My solution to getting consul and vault georedundant is to created one consul-replicate configuration per target dc, using consuls locks (to only have one replication-daemon per dc) and a service wrapping around consul-replicate.
The service is just a shell script continuously checking for the vault leader, looking up which dc this leader is in and checking if it is another dc.
#!/usr/bin/env sh
# MIT License Copyright(c) Nelo-T. Wallus <nelo@wallus.de>
# These are my common functions, available a.o. on
# https://github.com/ntnn/scripts
. common
# this can be a templated list of all hosts, though a better way is to
# generate the list on the fly from a cmdb or monitoring system
vault_nodes="list of all vault nodes"
finish() {
kill -HUP $(jobs -p)
exit 0
}
trap finish EXIT KILL TERM HUP
leader_address() {
args_in $# 1 1 || return 1
curl -kqL https://$1/v1/sys/leader \
| sed -r 's#^.*leader_address":"https://(.*):[0-9]{1,5}".*$#\1#'
}
leader() {
# all nodes have to be chcked until a leader has been found,
# since only unlocked nodes return the current leader
for host in $vault_nodes; do
leader=$(leader_address $host)
test -n "$leader" && echo $leader && return
done
}
dc() {
# this is environment specific and hence removed
# there are multiple options to do this:
# 1. a cmdb
# 2. from hostname, if it contains the dc
# 3. querying a service running on the remote answering with
# the dc name (insecure unless e.g. tls client cert,
# shared secret or dns forward/reverse lookup auth is done
}
replicate() {
args_in $# 1 1 || errno=2 die no target dc specified
# start replication
# the locks/ prefix isn't replicated, so it is local to the dc
# this ensure that only one replication-daemon per dc is
# replication the k/v pairs
consul lock \
locks/consul-replicate \
-config /path/to/consul-replicate-config/$1.json \
&
# keep checking if the leader switched the dc
while test "$1" = "$(dc)"; do
sleep 1
done
# kill consul-replicate, the lock will be released
kill -HUP $(jobs -p)
}
while true; do
leader=$(leader)
leader_dc=$(dc $leader)
if test -z "$leader_dc"; then
log info No leader found, waiting for unsealed vaults
sleep 5
elif test "$(dc $(hostname -f))" != "$leader_dc"; then
log info "Leader '$leader' found, trying to obtain lock"
replicate $leader_dc
else
log info Leader is in this dc, sleeping
sleep 1
fi
done
My own script includes a few more sanity-checks, but these are environment-specific (also, they don’t contribute towards explaining the solution).

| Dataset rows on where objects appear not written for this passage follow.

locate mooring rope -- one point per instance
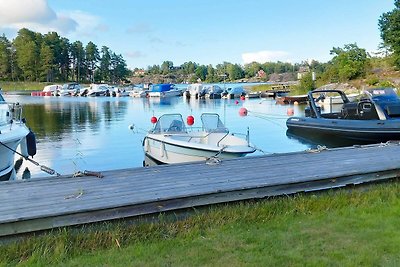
(42, 167)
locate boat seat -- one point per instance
(393, 110)
(176, 126)
(349, 110)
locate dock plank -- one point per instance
(45, 203)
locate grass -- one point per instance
(357, 227)
(22, 86)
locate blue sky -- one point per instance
(207, 31)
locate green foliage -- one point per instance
(373, 80)
(306, 84)
(350, 62)
(389, 26)
(32, 56)
(318, 229)
(386, 83)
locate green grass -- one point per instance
(358, 227)
(22, 86)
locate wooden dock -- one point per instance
(46, 203)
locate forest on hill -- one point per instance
(37, 57)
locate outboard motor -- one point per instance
(309, 112)
(31, 143)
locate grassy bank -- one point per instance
(357, 227)
(22, 86)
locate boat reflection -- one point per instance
(314, 140)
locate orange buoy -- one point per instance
(190, 120)
(243, 112)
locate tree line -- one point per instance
(349, 62)
(33, 56)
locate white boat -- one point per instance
(138, 92)
(96, 90)
(235, 92)
(69, 89)
(328, 100)
(172, 142)
(164, 90)
(13, 133)
(196, 90)
(213, 92)
(53, 88)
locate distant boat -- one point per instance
(375, 117)
(251, 94)
(172, 142)
(164, 90)
(69, 89)
(213, 92)
(235, 92)
(138, 92)
(337, 99)
(14, 133)
(53, 88)
(195, 90)
(299, 99)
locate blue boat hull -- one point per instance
(361, 130)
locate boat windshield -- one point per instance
(212, 123)
(4, 113)
(170, 123)
(383, 95)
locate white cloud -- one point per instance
(135, 54)
(35, 15)
(265, 56)
(23, 11)
(89, 25)
(139, 28)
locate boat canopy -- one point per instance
(161, 87)
(170, 123)
(212, 123)
(4, 113)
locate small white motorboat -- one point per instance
(69, 89)
(172, 142)
(13, 133)
(164, 90)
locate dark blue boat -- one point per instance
(373, 117)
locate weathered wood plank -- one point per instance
(42, 204)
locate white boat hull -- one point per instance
(166, 152)
(165, 93)
(10, 138)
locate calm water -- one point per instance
(85, 133)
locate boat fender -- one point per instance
(31, 143)
(23, 147)
(146, 145)
(162, 148)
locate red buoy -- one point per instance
(243, 112)
(190, 120)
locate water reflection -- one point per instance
(76, 134)
(313, 140)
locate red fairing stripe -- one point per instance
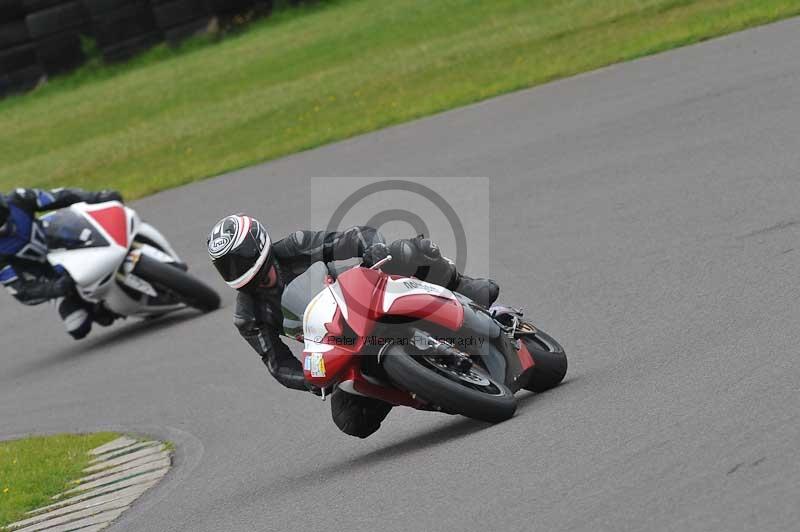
(524, 355)
(115, 223)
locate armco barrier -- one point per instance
(40, 38)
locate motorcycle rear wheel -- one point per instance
(474, 394)
(550, 362)
(188, 289)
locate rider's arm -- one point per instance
(327, 246)
(34, 292)
(265, 340)
(34, 199)
(422, 258)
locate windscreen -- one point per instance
(66, 229)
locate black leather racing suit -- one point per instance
(259, 318)
(24, 269)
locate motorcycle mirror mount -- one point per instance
(380, 263)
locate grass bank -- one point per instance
(34, 469)
(313, 75)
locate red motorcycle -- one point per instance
(412, 343)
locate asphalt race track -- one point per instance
(649, 217)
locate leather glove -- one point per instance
(108, 195)
(374, 254)
(46, 290)
(428, 249)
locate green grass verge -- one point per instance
(313, 75)
(34, 469)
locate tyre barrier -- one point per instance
(41, 38)
(181, 19)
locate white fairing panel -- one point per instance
(89, 266)
(408, 286)
(320, 311)
(148, 231)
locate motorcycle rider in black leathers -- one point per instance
(259, 269)
(24, 269)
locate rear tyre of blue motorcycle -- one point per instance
(408, 369)
(190, 290)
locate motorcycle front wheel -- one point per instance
(472, 393)
(189, 290)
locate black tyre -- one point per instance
(101, 7)
(11, 10)
(198, 27)
(122, 51)
(32, 6)
(179, 12)
(473, 394)
(188, 289)
(230, 6)
(57, 19)
(134, 21)
(549, 359)
(60, 53)
(18, 58)
(12, 33)
(21, 80)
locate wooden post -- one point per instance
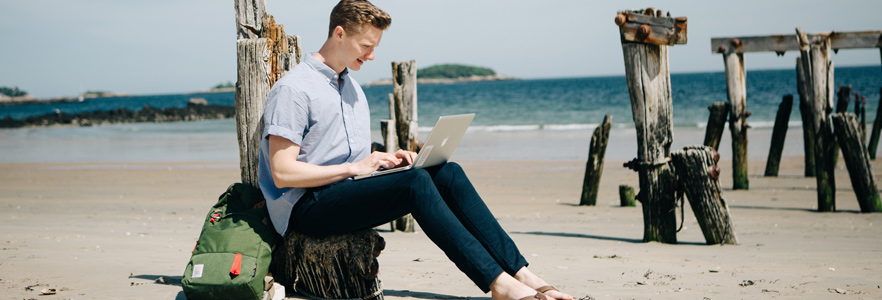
(844, 96)
(736, 87)
(817, 70)
(698, 178)
(857, 161)
(805, 110)
(404, 87)
(626, 195)
(594, 167)
(387, 128)
(860, 103)
(715, 124)
(264, 54)
(404, 80)
(877, 128)
(779, 133)
(645, 37)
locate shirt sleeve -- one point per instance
(286, 114)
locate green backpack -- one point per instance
(233, 253)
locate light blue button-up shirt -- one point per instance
(326, 114)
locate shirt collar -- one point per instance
(324, 69)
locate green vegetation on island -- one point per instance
(227, 85)
(12, 92)
(452, 71)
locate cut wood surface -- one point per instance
(651, 26)
(342, 266)
(789, 42)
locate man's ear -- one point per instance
(339, 31)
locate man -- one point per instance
(317, 135)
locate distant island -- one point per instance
(450, 73)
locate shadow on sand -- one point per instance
(598, 237)
(425, 295)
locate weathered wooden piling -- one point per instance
(844, 99)
(736, 89)
(860, 103)
(698, 178)
(877, 128)
(817, 75)
(645, 37)
(626, 195)
(716, 122)
(857, 160)
(404, 87)
(387, 128)
(779, 133)
(264, 53)
(805, 111)
(594, 167)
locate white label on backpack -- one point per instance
(197, 271)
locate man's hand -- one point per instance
(384, 160)
(374, 162)
(407, 157)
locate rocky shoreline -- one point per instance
(195, 110)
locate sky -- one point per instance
(53, 48)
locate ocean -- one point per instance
(516, 119)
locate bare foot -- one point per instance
(506, 287)
(528, 278)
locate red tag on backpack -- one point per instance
(237, 264)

This script is handled by the service daemon. In theory it’d be possible to make consul-replicate it’s own service and let this script act as a hypervisor service, but that’d allow to enforce starting the consul-replicate service without checking the leader dc. Hence not a save and shippable solution.
The kill signal for the service is simply SIGHUP. The trap stops the replication-daemon gracefully and then exits.
Cross-DC Vault
As a side note, since that has regularly spawned questions on the mailing list and tickets - the replication has to be done before initializing vault. Otherwise each dc will have a different key and their own leaders, which - if the above approach is being used - causes all replication daemons to start replicating from the first dc they check (since each dc will have a leader), resulting in the original problem. Just messier.
When you have the replication set up initializing one vault node should bring the required k/v’s to the other dc’s, returning that they’re now initialized and allowing you to unlock them.
I want to note here that it is easier to use a patched consul-replicate
which allows to define a prefix and to exclude the prefixes you don’t
want to replicate, namely vault/sys/expire
- though I’m not so sure if
non-leaders are actually attempting to execute expiries.
Conclusion
In the end I don’t think this is a satisfying setup. It works, it is somewhat reliable, it doesn’t cause lost secrets unless your leader is constantly switching dc’s. However I’ll probably switch to a backend which supports cross-dc replication natively.